Da quanto monitorato nell’ambito dell’attività di supporto legale svolta dal progetto Inlimine di ASGI, nello specifico con riferimento al solo periodo luglio-agosto 2021, il trattenimento informale e prolungato ha interessato anche le cittadine e i cittadini stranieri più vulnerabili – in assenza di meccanismi strutturati di presa in carico, referral e trasferimento prioritario per le persone sopravvissute a naufragio, tratta, violenza di genere, tortura o comunque con specifiche vulnerabilità – e i minori, i cui i trasferimenti sono risultati spesso rallentati dall’indisponibilità di posti in centri dedicati all’isolamento sanitario. In particolare, sono stati seguiti alcuni casi di persone soggette a trattenimento informale prolungato presso l’Hotspot di Lampedusa anche laddove presentavano vulnerabilità sanitarie e/o psicologiche. A titolo esemplificativo, un nucleo familiare composto da due minori e la madre con carcinoma è stato trattenuto presso l’hotspot in condizioni inadeguate e in assenza di accesso a cure specialistiche dal 12 luglio al 12 agosto scorso, data in cui il nucleo è stato finalmente trasferito in un centro dedicato all’isolamento fiduciario. Un altro nucleo monoparentale composto da due figli minori di cui uno affetto da malattia invalidante che provoca disabilità motorie e padre richiedente protezione internazionale è stato trattenuto dal 1 luglio al 10 agosto scorso presso l’hotspot.

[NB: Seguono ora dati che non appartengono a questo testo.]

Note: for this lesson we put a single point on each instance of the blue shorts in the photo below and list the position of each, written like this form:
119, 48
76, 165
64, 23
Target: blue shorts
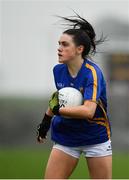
97, 150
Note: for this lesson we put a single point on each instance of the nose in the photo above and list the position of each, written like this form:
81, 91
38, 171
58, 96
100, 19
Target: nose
60, 48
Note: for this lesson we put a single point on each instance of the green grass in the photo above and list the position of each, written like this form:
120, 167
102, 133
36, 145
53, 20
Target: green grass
30, 164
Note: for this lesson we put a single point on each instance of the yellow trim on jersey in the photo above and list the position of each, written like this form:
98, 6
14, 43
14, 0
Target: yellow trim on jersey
95, 81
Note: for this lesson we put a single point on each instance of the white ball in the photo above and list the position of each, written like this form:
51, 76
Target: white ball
69, 96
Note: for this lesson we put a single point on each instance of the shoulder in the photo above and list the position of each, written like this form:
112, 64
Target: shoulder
93, 68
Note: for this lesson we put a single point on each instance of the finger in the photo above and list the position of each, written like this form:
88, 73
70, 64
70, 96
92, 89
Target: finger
40, 140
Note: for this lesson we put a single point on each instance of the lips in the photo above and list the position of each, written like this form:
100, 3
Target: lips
60, 55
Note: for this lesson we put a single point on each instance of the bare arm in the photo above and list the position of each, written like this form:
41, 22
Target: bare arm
87, 110
49, 112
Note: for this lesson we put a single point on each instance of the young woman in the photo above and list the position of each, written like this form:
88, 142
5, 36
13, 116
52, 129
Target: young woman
87, 131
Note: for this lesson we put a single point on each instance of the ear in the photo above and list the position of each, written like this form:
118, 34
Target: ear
80, 49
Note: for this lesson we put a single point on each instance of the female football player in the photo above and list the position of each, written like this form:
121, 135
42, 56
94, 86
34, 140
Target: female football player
87, 130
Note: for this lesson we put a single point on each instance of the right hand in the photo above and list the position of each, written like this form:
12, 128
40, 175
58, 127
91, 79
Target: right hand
43, 128
41, 133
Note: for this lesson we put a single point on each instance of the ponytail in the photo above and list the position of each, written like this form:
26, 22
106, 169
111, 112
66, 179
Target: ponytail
83, 34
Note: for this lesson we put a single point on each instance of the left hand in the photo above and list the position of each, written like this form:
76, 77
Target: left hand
54, 103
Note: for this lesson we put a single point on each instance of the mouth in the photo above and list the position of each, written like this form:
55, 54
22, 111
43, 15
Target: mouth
60, 55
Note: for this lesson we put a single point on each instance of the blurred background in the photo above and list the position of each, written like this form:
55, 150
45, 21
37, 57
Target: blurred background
29, 33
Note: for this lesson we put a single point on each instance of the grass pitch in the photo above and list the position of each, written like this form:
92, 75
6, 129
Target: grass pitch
30, 164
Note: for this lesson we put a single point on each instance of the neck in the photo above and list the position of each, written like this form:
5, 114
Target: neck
74, 66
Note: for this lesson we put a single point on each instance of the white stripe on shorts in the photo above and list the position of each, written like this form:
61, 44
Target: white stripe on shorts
97, 150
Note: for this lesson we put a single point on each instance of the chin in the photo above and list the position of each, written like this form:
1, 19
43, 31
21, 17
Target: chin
62, 61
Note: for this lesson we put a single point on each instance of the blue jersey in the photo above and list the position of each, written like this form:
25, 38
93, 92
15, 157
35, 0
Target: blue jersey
79, 132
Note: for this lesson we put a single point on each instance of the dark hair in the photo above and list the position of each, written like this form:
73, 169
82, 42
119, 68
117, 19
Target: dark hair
83, 34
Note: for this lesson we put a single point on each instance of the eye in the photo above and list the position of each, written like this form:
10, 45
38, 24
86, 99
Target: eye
65, 44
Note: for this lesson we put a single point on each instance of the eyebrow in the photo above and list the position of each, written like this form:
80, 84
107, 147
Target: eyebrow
62, 42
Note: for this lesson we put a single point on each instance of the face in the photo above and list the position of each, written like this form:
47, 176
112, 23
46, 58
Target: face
67, 50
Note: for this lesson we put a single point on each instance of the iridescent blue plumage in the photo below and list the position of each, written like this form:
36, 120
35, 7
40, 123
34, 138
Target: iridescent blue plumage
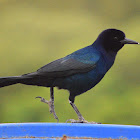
77, 72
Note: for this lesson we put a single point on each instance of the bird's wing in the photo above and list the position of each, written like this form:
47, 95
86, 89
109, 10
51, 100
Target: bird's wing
67, 66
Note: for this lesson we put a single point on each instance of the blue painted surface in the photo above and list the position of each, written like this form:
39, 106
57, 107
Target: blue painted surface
50, 130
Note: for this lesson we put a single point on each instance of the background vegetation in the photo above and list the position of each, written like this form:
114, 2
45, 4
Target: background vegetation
34, 33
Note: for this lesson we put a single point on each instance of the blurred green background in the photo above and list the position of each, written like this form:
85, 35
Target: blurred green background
36, 32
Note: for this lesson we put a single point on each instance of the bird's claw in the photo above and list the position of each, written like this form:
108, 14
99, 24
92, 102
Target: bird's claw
51, 106
80, 121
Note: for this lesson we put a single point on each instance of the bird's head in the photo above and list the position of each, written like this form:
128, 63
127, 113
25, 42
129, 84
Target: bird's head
114, 40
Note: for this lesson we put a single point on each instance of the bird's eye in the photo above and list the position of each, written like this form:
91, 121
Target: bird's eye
115, 38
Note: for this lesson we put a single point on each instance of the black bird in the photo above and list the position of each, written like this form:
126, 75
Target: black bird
77, 72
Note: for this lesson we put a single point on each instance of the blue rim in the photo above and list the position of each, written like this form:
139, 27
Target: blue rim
38, 130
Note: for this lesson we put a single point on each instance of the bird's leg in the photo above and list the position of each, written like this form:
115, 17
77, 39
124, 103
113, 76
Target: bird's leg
50, 103
80, 117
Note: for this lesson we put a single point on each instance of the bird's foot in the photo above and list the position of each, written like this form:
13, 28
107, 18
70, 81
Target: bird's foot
51, 106
81, 121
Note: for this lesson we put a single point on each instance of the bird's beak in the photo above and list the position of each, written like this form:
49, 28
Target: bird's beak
128, 41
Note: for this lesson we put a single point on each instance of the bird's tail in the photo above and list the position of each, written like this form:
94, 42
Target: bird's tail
6, 81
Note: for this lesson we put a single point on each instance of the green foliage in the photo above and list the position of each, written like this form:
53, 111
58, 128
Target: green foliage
34, 33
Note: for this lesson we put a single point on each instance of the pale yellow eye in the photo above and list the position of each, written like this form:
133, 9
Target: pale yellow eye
115, 38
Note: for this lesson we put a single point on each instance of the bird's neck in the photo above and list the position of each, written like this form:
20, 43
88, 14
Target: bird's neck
108, 56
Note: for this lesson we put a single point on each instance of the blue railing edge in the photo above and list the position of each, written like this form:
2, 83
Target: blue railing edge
38, 130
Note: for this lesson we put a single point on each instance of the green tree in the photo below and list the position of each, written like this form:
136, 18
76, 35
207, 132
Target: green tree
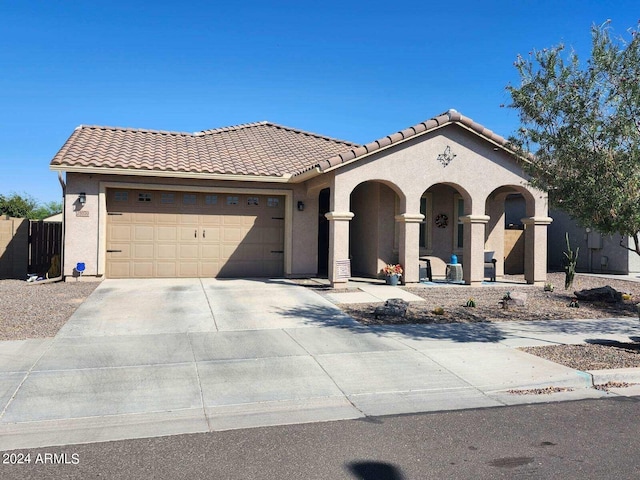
25, 206
580, 128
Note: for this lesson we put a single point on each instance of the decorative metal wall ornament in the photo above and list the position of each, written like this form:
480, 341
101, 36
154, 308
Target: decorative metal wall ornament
441, 220
446, 157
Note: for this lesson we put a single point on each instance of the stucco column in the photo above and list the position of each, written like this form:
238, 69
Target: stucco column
494, 232
535, 249
409, 245
474, 248
338, 244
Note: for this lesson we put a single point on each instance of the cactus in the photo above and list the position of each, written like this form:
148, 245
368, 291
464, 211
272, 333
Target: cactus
570, 261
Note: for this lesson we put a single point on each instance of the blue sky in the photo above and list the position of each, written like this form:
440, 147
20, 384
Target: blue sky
353, 70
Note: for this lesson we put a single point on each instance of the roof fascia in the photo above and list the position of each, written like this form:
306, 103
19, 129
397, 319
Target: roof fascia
165, 174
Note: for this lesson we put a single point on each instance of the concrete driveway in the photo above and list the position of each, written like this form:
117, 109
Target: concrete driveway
159, 357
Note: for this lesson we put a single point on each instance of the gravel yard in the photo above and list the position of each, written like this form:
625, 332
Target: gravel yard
38, 310
540, 305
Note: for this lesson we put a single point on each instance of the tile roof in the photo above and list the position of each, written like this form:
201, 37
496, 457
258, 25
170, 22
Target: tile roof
448, 117
261, 149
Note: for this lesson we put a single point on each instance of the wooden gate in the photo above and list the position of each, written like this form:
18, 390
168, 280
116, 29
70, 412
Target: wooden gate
45, 241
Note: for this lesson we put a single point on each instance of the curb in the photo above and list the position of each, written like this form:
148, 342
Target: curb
628, 375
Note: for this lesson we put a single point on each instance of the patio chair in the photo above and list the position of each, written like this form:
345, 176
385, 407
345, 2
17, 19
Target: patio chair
490, 262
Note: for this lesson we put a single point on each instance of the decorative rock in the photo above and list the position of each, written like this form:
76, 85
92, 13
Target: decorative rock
518, 299
394, 307
601, 294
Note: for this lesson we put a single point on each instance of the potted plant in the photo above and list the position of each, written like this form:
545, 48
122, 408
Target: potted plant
392, 273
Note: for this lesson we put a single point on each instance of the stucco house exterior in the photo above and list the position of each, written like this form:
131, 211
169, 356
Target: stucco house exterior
598, 253
264, 200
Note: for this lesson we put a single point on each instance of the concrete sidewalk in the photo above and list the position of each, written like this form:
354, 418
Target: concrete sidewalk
163, 357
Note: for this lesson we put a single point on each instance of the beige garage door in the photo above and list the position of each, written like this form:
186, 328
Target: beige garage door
181, 234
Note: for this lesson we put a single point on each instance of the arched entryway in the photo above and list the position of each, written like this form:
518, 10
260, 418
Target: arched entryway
442, 230
373, 232
324, 206
508, 207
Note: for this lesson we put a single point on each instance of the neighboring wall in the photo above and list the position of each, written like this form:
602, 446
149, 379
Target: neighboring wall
14, 247
598, 253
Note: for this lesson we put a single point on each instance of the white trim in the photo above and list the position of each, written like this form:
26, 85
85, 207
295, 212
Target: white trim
410, 218
457, 217
339, 216
427, 223
102, 219
475, 218
536, 220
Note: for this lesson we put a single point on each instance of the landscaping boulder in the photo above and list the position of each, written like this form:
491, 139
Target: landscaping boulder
518, 299
394, 307
601, 294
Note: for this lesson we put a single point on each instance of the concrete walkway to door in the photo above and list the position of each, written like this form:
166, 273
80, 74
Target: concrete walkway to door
144, 358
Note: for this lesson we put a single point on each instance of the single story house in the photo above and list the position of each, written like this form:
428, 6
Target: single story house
264, 200
598, 253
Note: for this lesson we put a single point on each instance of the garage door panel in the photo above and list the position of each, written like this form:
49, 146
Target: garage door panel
120, 233
142, 269
166, 233
167, 251
254, 235
188, 252
167, 218
210, 220
156, 239
209, 269
232, 233
119, 251
210, 252
166, 269
116, 269
210, 234
143, 217
189, 233
189, 219
188, 269
143, 251
143, 233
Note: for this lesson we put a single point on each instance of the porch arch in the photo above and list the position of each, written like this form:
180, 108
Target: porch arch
374, 236
516, 231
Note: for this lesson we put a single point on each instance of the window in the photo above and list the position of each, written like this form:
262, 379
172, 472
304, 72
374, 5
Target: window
425, 227
458, 230
121, 196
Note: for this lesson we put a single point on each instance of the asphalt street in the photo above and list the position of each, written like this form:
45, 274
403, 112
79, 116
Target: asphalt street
587, 439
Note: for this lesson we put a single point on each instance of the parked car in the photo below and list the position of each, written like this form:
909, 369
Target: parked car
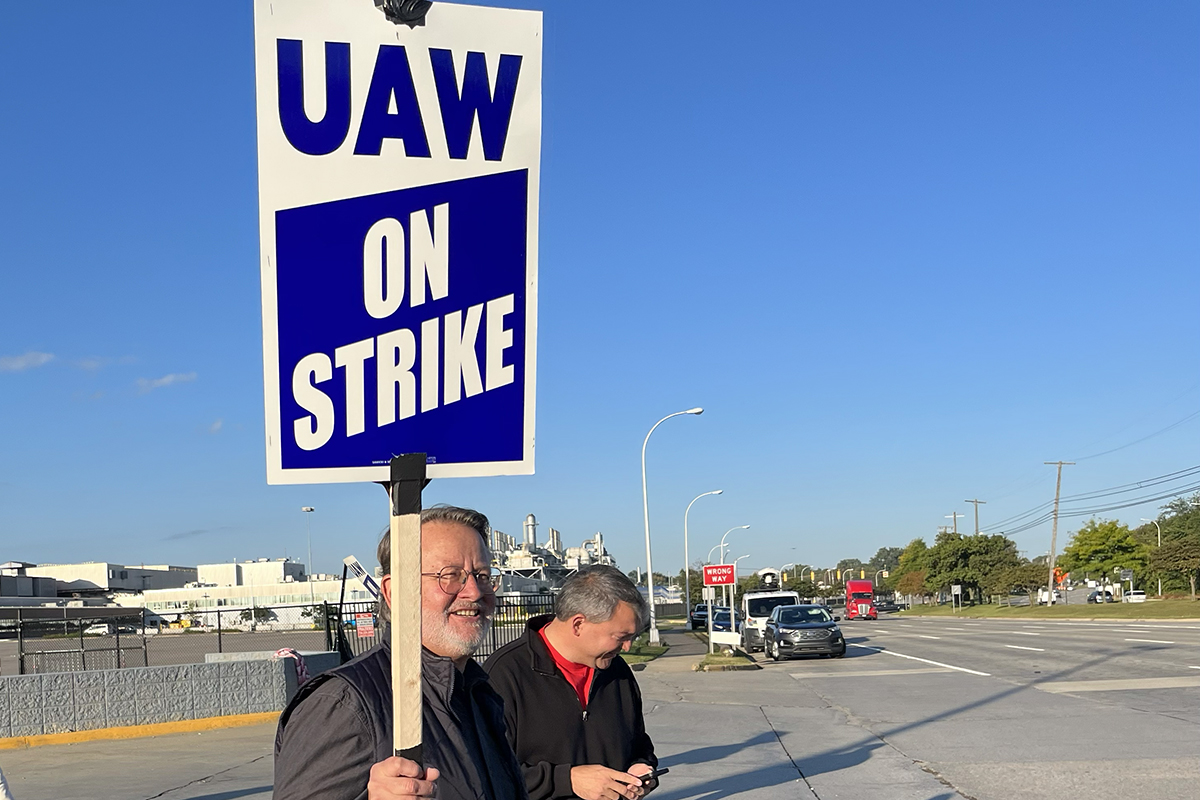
721, 620
803, 630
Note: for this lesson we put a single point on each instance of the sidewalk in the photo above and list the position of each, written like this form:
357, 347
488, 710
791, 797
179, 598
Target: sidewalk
751, 735
755, 735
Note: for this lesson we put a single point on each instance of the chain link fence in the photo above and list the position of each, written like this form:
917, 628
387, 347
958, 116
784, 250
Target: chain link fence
117, 638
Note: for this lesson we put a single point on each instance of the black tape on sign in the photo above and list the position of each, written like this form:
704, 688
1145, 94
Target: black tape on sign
408, 479
405, 12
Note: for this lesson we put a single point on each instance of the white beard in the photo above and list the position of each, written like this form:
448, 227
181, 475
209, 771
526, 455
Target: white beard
439, 637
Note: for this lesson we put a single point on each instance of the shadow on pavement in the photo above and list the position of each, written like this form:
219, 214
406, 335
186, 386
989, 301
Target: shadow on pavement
234, 794
702, 755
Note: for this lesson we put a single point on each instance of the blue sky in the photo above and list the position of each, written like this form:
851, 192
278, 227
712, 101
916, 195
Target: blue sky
901, 253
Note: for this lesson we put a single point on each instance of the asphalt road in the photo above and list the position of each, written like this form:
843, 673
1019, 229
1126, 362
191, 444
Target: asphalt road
921, 709
1029, 709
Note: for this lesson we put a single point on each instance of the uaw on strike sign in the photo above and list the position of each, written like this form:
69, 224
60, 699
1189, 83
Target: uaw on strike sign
399, 222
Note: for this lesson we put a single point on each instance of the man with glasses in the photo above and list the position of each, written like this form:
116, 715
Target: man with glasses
335, 738
573, 708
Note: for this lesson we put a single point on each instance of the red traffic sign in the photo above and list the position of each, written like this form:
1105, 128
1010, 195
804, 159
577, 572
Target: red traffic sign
719, 575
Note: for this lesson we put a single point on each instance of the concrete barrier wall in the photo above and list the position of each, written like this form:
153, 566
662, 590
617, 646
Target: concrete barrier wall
82, 701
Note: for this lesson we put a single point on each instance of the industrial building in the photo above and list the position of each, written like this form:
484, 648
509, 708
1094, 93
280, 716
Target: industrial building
97, 578
529, 567
18, 588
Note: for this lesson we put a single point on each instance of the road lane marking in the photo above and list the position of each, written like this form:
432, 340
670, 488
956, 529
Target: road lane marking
936, 663
873, 673
1119, 685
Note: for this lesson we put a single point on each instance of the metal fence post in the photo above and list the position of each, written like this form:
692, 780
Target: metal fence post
329, 631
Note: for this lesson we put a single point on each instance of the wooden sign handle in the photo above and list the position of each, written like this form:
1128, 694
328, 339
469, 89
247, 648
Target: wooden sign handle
407, 481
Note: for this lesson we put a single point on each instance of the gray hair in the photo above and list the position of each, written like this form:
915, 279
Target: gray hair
595, 594
442, 512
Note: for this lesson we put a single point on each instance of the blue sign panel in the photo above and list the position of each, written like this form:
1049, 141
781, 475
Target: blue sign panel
399, 174
401, 325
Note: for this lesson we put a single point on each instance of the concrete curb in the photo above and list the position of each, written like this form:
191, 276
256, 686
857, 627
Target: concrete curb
1063, 619
139, 731
697, 667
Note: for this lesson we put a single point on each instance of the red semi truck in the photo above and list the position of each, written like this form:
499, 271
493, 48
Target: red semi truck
861, 600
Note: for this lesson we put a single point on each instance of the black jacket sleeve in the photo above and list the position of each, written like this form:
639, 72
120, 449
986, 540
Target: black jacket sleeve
325, 749
643, 749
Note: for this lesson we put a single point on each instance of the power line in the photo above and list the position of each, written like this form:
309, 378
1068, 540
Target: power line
977, 504
1006, 524
1150, 435
1054, 531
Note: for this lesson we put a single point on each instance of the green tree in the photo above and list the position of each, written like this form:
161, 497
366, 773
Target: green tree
1102, 547
969, 560
1181, 557
886, 558
913, 560
911, 583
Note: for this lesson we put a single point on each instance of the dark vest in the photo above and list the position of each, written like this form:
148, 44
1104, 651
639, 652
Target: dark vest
463, 732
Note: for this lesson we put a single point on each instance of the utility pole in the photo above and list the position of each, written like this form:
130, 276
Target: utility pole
977, 504
1054, 529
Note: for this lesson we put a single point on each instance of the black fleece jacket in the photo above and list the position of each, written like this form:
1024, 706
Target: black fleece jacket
550, 731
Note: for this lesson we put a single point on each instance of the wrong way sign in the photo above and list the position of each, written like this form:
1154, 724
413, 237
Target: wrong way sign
399, 174
719, 575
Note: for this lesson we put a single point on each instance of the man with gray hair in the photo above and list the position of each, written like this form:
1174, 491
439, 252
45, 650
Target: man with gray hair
573, 708
335, 738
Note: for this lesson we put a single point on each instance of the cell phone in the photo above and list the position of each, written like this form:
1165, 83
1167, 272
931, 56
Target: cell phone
653, 775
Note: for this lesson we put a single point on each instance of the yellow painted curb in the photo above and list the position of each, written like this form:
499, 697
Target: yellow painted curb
139, 731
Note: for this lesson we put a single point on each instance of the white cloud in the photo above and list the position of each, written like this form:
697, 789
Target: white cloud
91, 365
27, 361
150, 384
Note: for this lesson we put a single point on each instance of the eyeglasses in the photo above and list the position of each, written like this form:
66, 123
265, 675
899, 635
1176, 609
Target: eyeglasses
453, 579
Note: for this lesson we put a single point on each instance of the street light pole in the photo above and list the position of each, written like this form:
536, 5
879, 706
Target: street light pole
733, 594
309, 510
646, 516
1159, 543
723, 554
726, 534
687, 564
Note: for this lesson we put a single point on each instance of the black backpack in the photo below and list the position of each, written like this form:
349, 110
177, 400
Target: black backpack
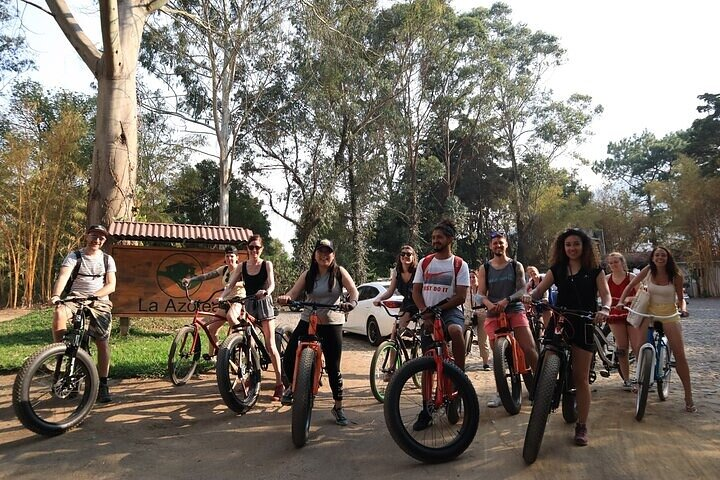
76, 271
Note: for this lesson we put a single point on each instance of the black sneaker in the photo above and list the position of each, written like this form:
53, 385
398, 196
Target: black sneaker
286, 399
104, 394
424, 421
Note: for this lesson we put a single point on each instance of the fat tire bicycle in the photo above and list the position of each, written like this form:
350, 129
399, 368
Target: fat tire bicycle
307, 375
445, 394
186, 348
391, 354
554, 385
242, 358
653, 363
509, 366
57, 386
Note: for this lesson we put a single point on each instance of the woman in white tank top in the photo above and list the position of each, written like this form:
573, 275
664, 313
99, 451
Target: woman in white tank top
665, 286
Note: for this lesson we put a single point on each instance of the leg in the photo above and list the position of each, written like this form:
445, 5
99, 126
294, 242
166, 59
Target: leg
581, 370
622, 339
268, 328
673, 331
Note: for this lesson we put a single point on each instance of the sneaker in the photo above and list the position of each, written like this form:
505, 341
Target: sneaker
104, 394
278, 393
495, 402
580, 434
424, 421
286, 399
340, 418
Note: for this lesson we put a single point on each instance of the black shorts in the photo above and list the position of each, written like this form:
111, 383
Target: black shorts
578, 332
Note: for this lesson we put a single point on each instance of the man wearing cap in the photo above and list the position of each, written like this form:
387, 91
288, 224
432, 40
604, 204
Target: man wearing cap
501, 282
95, 279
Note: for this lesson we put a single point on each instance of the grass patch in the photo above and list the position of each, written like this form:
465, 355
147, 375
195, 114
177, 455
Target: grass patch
142, 353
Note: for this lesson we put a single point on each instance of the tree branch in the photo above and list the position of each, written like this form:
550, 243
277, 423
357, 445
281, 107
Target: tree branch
75, 35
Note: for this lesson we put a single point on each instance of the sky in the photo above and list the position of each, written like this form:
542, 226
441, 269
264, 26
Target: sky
644, 61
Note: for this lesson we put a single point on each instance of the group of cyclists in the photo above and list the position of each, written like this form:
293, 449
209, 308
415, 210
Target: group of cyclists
440, 280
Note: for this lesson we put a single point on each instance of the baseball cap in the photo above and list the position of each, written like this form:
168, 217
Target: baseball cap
97, 228
325, 243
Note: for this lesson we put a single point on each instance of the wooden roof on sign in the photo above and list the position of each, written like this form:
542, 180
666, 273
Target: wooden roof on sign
173, 232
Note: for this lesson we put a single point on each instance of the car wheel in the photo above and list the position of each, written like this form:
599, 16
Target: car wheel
373, 332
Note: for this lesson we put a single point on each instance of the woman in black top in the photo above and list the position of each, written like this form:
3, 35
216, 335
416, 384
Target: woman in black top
401, 280
579, 279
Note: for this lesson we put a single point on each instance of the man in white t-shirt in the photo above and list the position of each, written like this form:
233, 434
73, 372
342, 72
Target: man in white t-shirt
444, 278
95, 278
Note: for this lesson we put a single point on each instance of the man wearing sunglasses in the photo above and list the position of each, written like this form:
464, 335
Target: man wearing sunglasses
501, 282
88, 273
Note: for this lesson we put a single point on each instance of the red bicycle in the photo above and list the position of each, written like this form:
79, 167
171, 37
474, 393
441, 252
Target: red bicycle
186, 348
449, 412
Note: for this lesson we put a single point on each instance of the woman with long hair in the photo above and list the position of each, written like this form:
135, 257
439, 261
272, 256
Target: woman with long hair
665, 286
624, 333
579, 279
401, 280
322, 283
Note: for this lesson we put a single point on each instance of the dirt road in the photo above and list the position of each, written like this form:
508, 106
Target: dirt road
155, 430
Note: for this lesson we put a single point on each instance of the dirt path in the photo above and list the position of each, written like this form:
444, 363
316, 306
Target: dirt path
154, 430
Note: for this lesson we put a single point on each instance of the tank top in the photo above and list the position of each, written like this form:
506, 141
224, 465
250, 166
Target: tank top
253, 283
660, 294
320, 294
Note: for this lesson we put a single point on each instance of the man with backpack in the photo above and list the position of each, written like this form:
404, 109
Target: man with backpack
501, 282
90, 273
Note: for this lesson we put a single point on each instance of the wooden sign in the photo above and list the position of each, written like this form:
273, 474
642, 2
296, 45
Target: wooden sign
149, 279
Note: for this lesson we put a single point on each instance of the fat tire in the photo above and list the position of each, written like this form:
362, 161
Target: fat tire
180, 351
26, 408
303, 398
643, 383
542, 403
664, 382
379, 365
508, 384
401, 430
238, 373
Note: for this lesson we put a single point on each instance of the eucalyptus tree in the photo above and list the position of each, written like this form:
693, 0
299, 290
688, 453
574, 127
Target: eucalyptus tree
220, 58
530, 124
635, 163
113, 178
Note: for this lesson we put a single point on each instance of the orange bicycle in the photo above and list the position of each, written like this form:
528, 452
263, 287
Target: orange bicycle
186, 348
509, 366
446, 399
307, 373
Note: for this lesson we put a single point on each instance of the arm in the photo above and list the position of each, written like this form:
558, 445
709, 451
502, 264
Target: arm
294, 292
633, 283
269, 284
389, 292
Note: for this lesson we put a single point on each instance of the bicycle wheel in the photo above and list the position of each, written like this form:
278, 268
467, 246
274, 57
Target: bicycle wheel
453, 425
508, 382
665, 372
644, 373
182, 359
52, 393
238, 373
544, 389
303, 398
382, 367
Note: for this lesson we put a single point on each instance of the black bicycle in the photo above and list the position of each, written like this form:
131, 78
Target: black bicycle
241, 359
58, 385
554, 381
391, 354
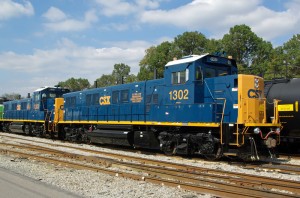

Per questo motivo nelle ultime comunicazioni inviate da CILD, ASGI e A buon diritto, le ONG hanno chiesto al Comitato dei Ministri di non chiudere la procedura di supervisione in occasione della prossima riunione del 30 novembre, con l’auspicio che finalmente il Governo italiano, a ben 5 anni di distanza dalla condanna, introduca misure idonee a garantire diritti fondamentali alle persone che arrivano sulle nostre coste. Bisognose di assistenza sanitaria e presa in carico e non già di detenzione arbitraria e assenza di garanzie.